Prevalence of iron deficiency and influence of treatment with TTR stabilizers on patients with wild type ATTR amyloidosis without anaemia

J. G. Westphal (Jena)1, J. Bogoviku (Jena)1, R. Albrecht (Jena)2, C. Hartmann (Jena)1, C. Schulze (Jena)1
1Universitätsklinikum Jena Klinik für Innere Medizin I - Kardiologie Jena, Deutschland; 2Universitätsklinikum Jena Klinik für Innere Medizin I Jena, Deutschland

Introduction

Iron deficiency (ID) is common in patients with heart failure and there are established treatment effects of correcting ID in patients with HFrEF and HFpEF. However, data for patients with ATTR amyloidosis is rare as patients are mostly excluded from large randomized trials.

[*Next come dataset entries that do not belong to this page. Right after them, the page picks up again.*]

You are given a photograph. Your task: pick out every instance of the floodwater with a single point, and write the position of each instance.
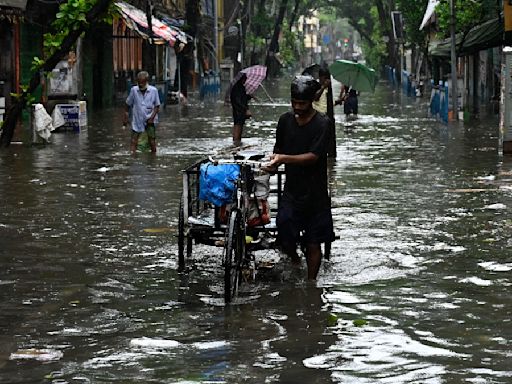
(417, 289)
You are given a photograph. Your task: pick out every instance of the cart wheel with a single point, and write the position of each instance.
(234, 248)
(181, 238)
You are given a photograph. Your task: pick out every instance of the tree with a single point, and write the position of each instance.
(72, 20)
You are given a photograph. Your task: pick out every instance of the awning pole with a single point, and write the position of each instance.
(454, 91)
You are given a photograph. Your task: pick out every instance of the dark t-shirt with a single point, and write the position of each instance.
(306, 185)
(239, 101)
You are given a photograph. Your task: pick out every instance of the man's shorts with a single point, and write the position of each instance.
(150, 130)
(316, 226)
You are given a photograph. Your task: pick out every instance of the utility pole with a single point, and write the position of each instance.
(454, 62)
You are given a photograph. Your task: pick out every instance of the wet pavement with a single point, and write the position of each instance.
(416, 290)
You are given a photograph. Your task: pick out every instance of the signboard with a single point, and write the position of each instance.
(507, 15)
(63, 80)
(75, 115)
(398, 28)
(22, 4)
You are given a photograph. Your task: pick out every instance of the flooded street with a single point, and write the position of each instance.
(416, 290)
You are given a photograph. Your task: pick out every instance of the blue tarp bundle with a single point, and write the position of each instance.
(217, 183)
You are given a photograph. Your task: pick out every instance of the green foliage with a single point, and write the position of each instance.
(412, 13)
(468, 13)
(376, 51)
(257, 42)
(288, 48)
(71, 16)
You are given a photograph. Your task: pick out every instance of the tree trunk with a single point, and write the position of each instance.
(294, 14)
(16, 108)
(271, 61)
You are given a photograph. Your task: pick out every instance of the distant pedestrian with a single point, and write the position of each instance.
(144, 103)
(348, 97)
(323, 102)
(240, 105)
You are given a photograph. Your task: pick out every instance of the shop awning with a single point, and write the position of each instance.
(484, 36)
(429, 12)
(12, 9)
(163, 33)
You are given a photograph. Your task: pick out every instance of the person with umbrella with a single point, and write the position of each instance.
(301, 145)
(356, 77)
(240, 91)
(240, 104)
(348, 97)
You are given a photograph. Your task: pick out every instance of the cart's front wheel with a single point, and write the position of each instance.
(234, 248)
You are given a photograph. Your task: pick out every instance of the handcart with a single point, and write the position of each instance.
(241, 226)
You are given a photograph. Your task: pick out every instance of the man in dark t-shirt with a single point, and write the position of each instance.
(301, 144)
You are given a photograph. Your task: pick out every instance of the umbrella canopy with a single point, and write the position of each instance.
(313, 70)
(255, 76)
(355, 75)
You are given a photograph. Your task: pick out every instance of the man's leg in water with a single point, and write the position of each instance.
(290, 249)
(237, 134)
(151, 131)
(313, 259)
(133, 142)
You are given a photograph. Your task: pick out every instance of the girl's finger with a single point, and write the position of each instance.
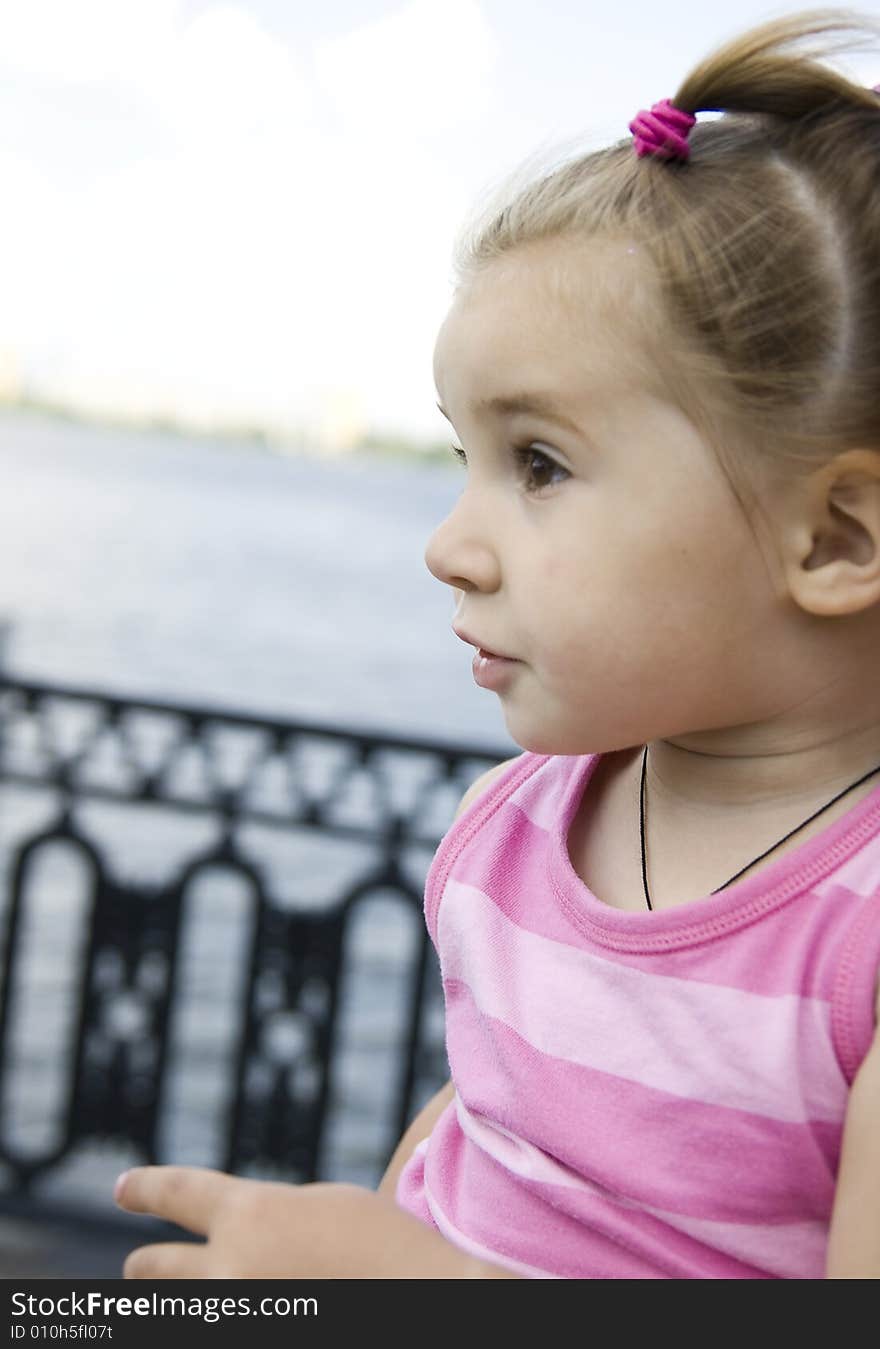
(169, 1260)
(186, 1195)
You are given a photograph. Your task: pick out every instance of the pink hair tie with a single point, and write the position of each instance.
(663, 131)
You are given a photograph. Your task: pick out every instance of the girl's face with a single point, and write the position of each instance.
(597, 541)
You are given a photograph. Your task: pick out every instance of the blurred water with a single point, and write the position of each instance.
(166, 567)
(162, 567)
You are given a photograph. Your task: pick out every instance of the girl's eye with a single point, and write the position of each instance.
(536, 468)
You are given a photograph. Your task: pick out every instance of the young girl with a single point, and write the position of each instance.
(659, 926)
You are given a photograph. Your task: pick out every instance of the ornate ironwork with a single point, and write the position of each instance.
(212, 938)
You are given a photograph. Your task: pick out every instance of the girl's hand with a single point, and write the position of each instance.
(258, 1229)
(254, 1229)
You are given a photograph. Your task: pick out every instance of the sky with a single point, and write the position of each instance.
(243, 213)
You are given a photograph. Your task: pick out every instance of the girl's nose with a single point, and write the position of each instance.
(459, 552)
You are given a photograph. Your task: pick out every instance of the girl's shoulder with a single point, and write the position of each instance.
(482, 783)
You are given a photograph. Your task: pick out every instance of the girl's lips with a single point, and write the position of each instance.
(491, 671)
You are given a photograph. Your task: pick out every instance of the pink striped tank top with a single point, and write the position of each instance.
(643, 1096)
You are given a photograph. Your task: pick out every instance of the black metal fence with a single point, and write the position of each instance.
(213, 949)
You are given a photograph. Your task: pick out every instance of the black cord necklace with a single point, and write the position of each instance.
(641, 826)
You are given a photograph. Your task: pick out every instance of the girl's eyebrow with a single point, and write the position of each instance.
(509, 405)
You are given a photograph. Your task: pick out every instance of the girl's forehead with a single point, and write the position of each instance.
(552, 312)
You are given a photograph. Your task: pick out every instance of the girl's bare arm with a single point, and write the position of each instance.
(855, 1236)
(428, 1116)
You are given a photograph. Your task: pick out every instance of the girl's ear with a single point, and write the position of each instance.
(833, 553)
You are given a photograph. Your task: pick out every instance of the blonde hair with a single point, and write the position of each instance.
(764, 246)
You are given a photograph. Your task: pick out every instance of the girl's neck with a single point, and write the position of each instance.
(703, 773)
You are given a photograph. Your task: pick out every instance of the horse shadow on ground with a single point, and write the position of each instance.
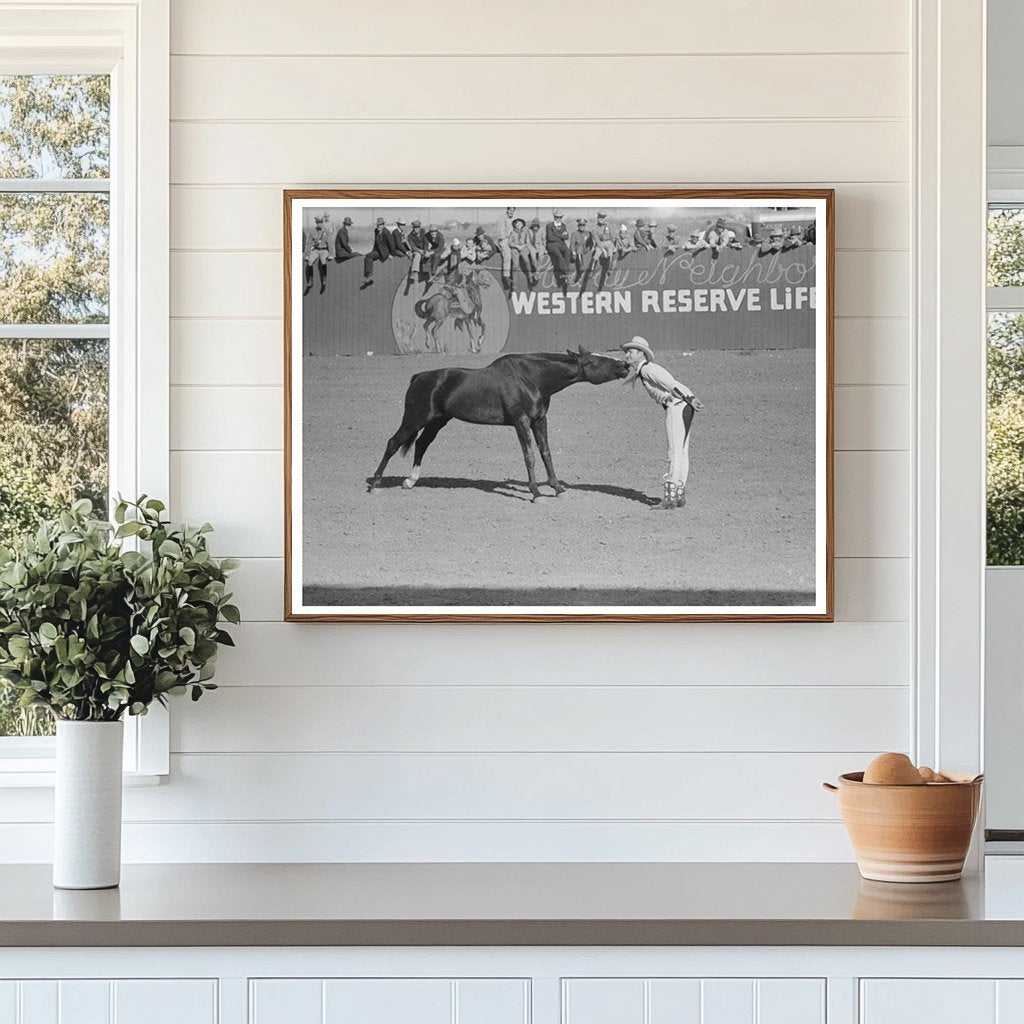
(513, 489)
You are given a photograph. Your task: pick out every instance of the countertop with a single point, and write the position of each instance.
(489, 904)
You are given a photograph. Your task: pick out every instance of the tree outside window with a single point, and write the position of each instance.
(54, 291)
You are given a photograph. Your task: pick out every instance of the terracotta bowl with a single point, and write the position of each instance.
(909, 833)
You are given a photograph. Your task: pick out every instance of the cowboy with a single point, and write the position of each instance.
(719, 236)
(381, 252)
(695, 242)
(556, 237)
(796, 238)
(481, 247)
(451, 260)
(537, 243)
(679, 403)
(521, 252)
(640, 238)
(774, 243)
(505, 226)
(581, 244)
(417, 243)
(434, 248)
(317, 252)
(342, 246)
(603, 241)
(399, 246)
(624, 244)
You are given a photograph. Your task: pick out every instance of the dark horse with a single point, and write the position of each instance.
(512, 391)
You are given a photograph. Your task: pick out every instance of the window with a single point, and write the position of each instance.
(1006, 385)
(84, 124)
(54, 308)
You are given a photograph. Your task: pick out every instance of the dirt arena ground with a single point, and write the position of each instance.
(467, 534)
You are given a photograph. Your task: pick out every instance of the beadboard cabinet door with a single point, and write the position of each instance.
(931, 1000)
(693, 1000)
(388, 1000)
(190, 1000)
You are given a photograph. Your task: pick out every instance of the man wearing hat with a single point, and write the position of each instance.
(521, 254)
(342, 247)
(399, 245)
(435, 248)
(679, 403)
(417, 243)
(381, 252)
(481, 247)
(556, 239)
(537, 244)
(505, 223)
(603, 241)
(640, 239)
(774, 242)
(581, 246)
(317, 252)
(719, 236)
(624, 242)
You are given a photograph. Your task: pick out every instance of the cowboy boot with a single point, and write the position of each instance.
(669, 499)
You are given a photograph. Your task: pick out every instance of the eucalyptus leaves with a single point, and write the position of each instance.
(91, 630)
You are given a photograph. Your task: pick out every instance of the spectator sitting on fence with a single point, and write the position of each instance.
(342, 246)
(318, 252)
(581, 246)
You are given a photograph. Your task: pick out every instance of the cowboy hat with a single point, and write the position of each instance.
(639, 344)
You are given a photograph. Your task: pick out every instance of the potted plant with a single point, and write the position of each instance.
(92, 628)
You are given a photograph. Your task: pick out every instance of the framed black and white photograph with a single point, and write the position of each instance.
(558, 404)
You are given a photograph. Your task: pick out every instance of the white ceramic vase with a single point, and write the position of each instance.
(87, 805)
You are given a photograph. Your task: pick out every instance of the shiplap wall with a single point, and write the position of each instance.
(660, 741)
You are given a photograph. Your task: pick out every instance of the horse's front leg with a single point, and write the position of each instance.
(522, 431)
(541, 435)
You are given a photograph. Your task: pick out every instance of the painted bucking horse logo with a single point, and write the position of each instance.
(461, 300)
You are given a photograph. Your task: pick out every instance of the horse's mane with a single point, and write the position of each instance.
(566, 357)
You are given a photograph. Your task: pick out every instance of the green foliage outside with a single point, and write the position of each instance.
(53, 269)
(1006, 394)
(90, 631)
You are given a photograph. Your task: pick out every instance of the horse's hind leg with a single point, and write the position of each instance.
(540, 427)
(522, 431)
(402, 437)
(430, 431)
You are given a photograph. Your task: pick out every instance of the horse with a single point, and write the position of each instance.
(438, 307)
(514, 390)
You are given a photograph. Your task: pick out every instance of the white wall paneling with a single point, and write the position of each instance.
(103, 1001)
(731, 27)
(949, 463)
(232, 88)
(262, 153)
(1004, 696)
(689, 740)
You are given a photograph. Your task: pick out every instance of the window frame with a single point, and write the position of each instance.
(129, 41)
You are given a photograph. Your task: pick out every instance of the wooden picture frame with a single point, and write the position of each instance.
(299, 271)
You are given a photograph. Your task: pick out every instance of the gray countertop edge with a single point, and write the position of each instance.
(54, 934)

This study investigates the prevalence of ID in treatment naïve patients and the influence of treatment with TTR stabilizers.

Methods

We retrospectively analysed a cohort of consecutive patients presented at out institution from 2021 to 2024 with confirmed cardiac wtATTR-cardiomyopathy (wtATTR-CM).  Markers of iron deficiency (Hb, TSAT, Ferritin) and baseline characteristics were recorded and patients with ID without anemia according to ESC recommendations (Ferritin<100µg/l, or Ferritin 100-300µg/l and TSAT< 20%, Hb>7.4 mmol/l in females and >8.1 mmol/l in males) were included. After initial evaluation all patients received guideline directed disease modifying therapy with TTR stabilizers and were re-evaluated after 12 months of therapy. Patients with events (either 3 months before or during treatment) that suggests significant changes in iron status (e.g. major surgery, severe infection, iron supplementation, blood loss or bone marrow supressing therapy) were excluded. Between group differences were calculated using Mann-Whitney-U test or Wilcoxon signed rank  test if applicable. Descriptive risks for ID are expressed using odds-ratios.

Results

We identified 51 patients (19,6% female, mean age 78,1 ± 6,8 years) who fulfilled the inclusion and exclusion criteria. The second investigation was performed after a median of 370 days of TTR-stabilizer therapy. 54,9% of patients had atrial fibrillation and concomitant oral anticoagulation. Ventricular function was decreased and NT-pro-BNP markedly elevated (3193 ± 4423 pg/ml). 33 (64,7%) of patients were NAC stage 1 according to the latest 4 strata staging recommendation. ID was prevalent in 17,6% of patients. After 12 months of treatment the prevalence was 23,5% (Figure1, Wilcoxon signed rank test: non-significant small difference between baseline Mdn = 25  and 12 months Mdn = 24, Z = -1.1, p = .270, r = -0.2.) Over all timepoints ID was associated with elevated NAC stage (stage 1 vs. stage 2-4: OR of having ID 8.13; 95 % CI: 2.21 to 29.90, z statistic: 3.151;P = 0.0016)

Conclusion

ID without anaemia is common in patients with wtATTR-CM and associated with advanced disease stage and might reflect disease progression. Treatment with TTR stabilizers alone did not improve ID in this cohort so intravenous ID correction might be considered to improve symptoms in these patients.